Inception of Data with the essence of Data Science -
Similarly, we are surrounded by facts and statistics, basic mathematics which is generally used for setting a reference or for analysis purposes. This entire process sums up to formulate the existence of data. A piece of data could be anything about the knowledge and application of its user. Unlike, the human mind which cannot store data forever due to its long-term memory lapse tendency, a computer network is a perfect platform to store data for eternity.
Adhering to the incompetence of the human mind, a computer could be used to crunch these unused silos of data existing somewhere in 3D space. Data in raw form is classified as structured, semi-structured, and unstructured datasets. The basic fundamental behind this classification is that the more structured the data, the easier it is to analyze the data because of its addressable and organizational quality. When data is analyzed to find patterns, and trends and predict events with the aid of computational methods for decision-making processes, we onboard the most trending tech field of Data Science.

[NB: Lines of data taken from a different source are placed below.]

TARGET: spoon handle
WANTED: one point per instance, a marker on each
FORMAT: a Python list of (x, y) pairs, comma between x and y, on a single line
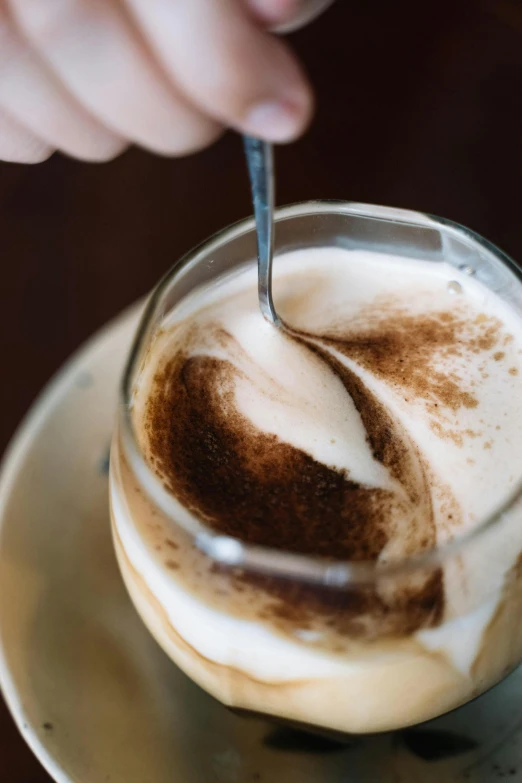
[(260, 160)]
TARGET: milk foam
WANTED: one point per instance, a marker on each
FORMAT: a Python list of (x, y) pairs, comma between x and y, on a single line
[(459, 418)]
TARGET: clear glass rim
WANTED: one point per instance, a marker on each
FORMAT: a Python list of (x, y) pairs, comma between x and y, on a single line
[(236, 553)]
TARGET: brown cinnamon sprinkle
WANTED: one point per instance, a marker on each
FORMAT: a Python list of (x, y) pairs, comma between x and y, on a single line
[(250, 485)]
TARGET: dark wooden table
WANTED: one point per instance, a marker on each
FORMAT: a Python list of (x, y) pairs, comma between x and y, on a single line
[(419, 106)]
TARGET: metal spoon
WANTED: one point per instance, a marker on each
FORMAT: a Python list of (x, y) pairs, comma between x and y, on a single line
[(260, 160)]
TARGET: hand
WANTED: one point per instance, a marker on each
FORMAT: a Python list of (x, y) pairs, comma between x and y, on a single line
[(90, 77)]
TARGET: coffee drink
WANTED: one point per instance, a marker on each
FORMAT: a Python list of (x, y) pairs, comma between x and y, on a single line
[(381, 425)]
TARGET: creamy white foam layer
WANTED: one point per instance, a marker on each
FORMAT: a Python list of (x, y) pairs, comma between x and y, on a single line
[(472, 452)]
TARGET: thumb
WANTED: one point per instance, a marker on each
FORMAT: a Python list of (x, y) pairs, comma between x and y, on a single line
[(287, 15)]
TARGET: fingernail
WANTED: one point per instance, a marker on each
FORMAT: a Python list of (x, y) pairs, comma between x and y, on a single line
[(274, 121)]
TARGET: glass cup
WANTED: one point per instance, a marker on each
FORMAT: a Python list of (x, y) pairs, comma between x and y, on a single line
[(350, 647)]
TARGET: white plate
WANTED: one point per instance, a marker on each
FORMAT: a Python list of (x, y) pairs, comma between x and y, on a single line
[(91, 692)]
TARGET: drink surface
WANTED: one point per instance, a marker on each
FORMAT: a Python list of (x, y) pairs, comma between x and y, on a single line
[(382, 422)]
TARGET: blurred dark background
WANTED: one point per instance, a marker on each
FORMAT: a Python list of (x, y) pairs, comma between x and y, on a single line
[(419, 106)]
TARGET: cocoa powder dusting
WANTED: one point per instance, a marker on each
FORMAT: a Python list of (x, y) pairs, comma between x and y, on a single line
[(248, 484), (402, 348)]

The necessity for Data Crunching -
In today’s world, there is a hefty number of firms that produce and dump monumental amounts of data every year. The underlying problem with this is that this data becomes more of a liability rather than an asset to the company. Considerable effort is required to interpret data at this level which could potentially add value to the firm by inculcating a better decision-making process and innovation behind in-demand products. A hawk's eye is required to find these minute intricate details from these never-ending data packets.
Getting Acquainted with Data Science –
Data Science dates back to the 1960s when the effect of modern-day electronic computing on data analysis was predicted as an empirical science. There were several attempts to use computer science and data science interchangeably because of their extremely close common attributes. Interestingly, data science was solely defined using statistical models. Over the years, this field has diversified and evolved to incorporate new concepts of machine learning and artificial intelligence.

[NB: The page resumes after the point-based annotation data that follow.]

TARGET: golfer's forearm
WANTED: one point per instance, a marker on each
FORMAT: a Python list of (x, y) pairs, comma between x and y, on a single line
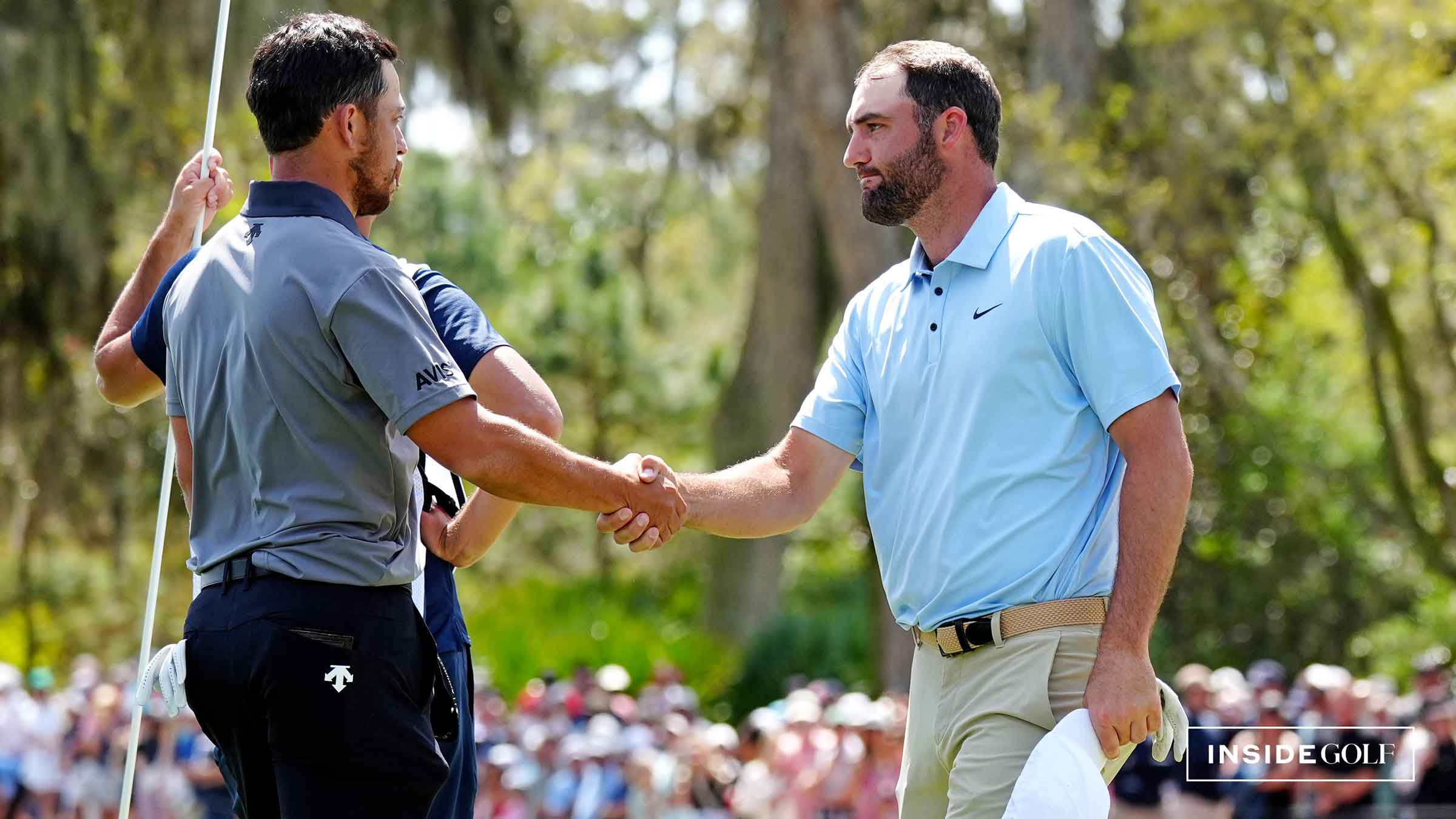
[(166, 247), (121, 378), (475, 530), (508, 386), (756, 499), (1151, 522), (514, 462)]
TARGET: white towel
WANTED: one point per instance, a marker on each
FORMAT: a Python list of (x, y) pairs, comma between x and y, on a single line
[(1063, 776)]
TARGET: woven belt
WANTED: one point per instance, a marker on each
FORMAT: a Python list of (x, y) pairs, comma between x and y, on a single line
[(962, 636)]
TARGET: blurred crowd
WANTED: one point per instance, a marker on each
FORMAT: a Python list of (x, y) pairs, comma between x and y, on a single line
[(581, 747), (1266, 710)]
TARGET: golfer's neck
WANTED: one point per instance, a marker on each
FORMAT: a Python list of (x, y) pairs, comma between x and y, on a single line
[(950, 213), (305, 167)]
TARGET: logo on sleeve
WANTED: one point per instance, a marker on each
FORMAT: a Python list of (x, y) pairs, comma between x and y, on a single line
[(436, 374)]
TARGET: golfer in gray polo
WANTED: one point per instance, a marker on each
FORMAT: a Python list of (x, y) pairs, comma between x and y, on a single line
[(303, 379)]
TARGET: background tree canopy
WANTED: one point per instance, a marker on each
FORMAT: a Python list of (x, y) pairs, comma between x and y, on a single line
[(647, 197)]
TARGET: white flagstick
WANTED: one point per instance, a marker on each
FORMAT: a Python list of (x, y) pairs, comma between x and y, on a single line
[(168, 461)]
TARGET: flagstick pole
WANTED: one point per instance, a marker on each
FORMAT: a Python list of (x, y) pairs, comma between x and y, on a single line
[(169, 458)]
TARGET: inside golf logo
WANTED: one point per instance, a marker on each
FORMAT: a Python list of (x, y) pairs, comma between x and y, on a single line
[(1336, 751)]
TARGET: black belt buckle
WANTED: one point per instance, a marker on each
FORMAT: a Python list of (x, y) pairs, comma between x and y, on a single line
[(972, 635)]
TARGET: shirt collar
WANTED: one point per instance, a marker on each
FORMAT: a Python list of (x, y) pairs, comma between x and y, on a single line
[(980, 242), (297, 198)]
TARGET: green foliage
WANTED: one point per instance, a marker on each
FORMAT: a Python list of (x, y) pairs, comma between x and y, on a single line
[(530, 625)]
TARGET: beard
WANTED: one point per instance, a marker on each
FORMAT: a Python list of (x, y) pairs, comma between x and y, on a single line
[(375, 178), (905, 184)]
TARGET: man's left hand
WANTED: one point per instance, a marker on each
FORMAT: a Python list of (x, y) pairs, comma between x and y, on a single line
[(433, 524), (1123, 698)]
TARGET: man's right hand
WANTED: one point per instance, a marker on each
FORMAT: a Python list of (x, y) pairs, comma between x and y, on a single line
[(194, 194), (656, 509)]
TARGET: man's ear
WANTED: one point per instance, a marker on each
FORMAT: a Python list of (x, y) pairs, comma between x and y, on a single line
[(348, 123), (954, 129)]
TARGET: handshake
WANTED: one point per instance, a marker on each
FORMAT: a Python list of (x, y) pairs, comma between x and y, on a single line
[(653, 506)]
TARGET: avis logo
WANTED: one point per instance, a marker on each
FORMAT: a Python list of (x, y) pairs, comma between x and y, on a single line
[(436, 374)]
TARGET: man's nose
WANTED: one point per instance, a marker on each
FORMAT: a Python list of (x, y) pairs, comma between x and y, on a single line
[(855, 152)]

Essentially, a data scientist is a person who has an extremely powerful knowledge base revolving around statistics and software. In addition to understanding multiple programming languages, a data scientist needs to be equally competent in software architecture and mathematics. From defining the main problem and designing algorithms for extracting relevant data to implementing multiple software to process raw data and deriving relevant insights, data science finds application in multiple industries because of its versatile and decision-making nature.
The Pillars of Data Science –
The data scientist profile is one of the most demanded and reputed professions because it requires mastery of skill sets pertaining to the combined intersection of mathematics, statistics, and computer science to formulate data-driven business solutions –
Mathematics and Statistics – In exact terms, statistics is a branch of mathematics that revolves around the collection, analysis, interpretation, and finally presentation of data. The essential gain after mastering this subject is to enhance the decision-making capability to produce better data-driven business solutions.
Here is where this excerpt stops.